The LPGA Tour wouldn’t exist today without the tremendous dedication, sacrifice, and perseverance of its 13 Founders. Those women set an example for the following generations, who have continued to elevate the tour through their talent.
The growing depth of competition on the LPGA Tour has become more evident in recent years as parity has come to define season after season. While some may clamor for a single, dominant player, others would argue that knowing dozens of players have a chance to contend each time they tee it up can make for thrilling finishes and a variety of first-time champions.
Sunday, Jodi Ewart Shadoff won for the first time in her 246th start, going wire-to-wire to become the 10th Rolex First-Time Winner of 2022 at the LPGA MEDIHEAL Championship. She joins the likes of Ashleigh Buhai and Paula Reto, who also made hundreds of starts before winning for the first time this year. Reto was inspired by watching Buhai get her first win and followed suit two weeks later. Ewart Shadoff found her own inspiration by watching the next generation on tour, those young, talented players who motivated her to continue working towards that elusive first win.
“The standard of golf now is just incredible. It really is,” Ewart Shadoff said about how the Tour has changed since she joined a dozen years ago. “All the young players coming through, it makes me a better player, it makes me push — pushes me to work harder.”
That hard work paid off for Ewart Shadoff, who became the 24th different winner this season, just two shy of the tour’s record, with four events still remaining on the schedule.
The global growth of the women’s game has been a major contributor in taking the tour to new heights and adding a wealth of talent to its ranks. The annual fall swing through Asia had to reduce its number of events in recent years due to the pandemic, but returns this season with two tournaments, which are coming up next on the schedule. The Asian swing begins October 20 with the BMW Ladies Championship in the Republic of Korea. There, defending champion Jin Young Ko will make her return to competition as she’s been rehabbing an ongoing wrist injury. November 3 the Tour returns to the TOTO Japan Classic for the first time since 2019, when Ai Suzuki won and before the pandemic postponed the event for two years.
November 10 the Tour returns to the United States for the Pelican Women’s Championship just outside Tampa, Florida, where Nelly Korda is defending champion. And finally, November 17 sees the conclusion to the season with the CME Group Tour Championship in Naples, Florida where Ko will once more seek to defend her title.

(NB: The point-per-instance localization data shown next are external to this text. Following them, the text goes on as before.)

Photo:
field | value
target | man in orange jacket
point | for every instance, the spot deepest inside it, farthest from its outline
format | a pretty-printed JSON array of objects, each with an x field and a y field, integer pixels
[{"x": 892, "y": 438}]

The season-ending CME Group Tour Championship is about so much more than just capping off the year as the outcome will also likely determine the winners of the season-long races for the Money Title, Vare Trophy, Player of the Year, and Louise Suggs Rolex Rookie of the Year. This week, the award recipients will be recognized at the annual Rolex Awards along with all of the season’s Rolex First-Time Winners.
Parity isn’t a bad thing. In fact, it’s a strength. There wasn’t just one Founder who made the Tour what it is today, but a group of women who, when they pooled their talents together, made the organization stronger. The depth of competition on the LPGA Tour has never been greater. And those 13 women who made it all possible couldn’t be prouder.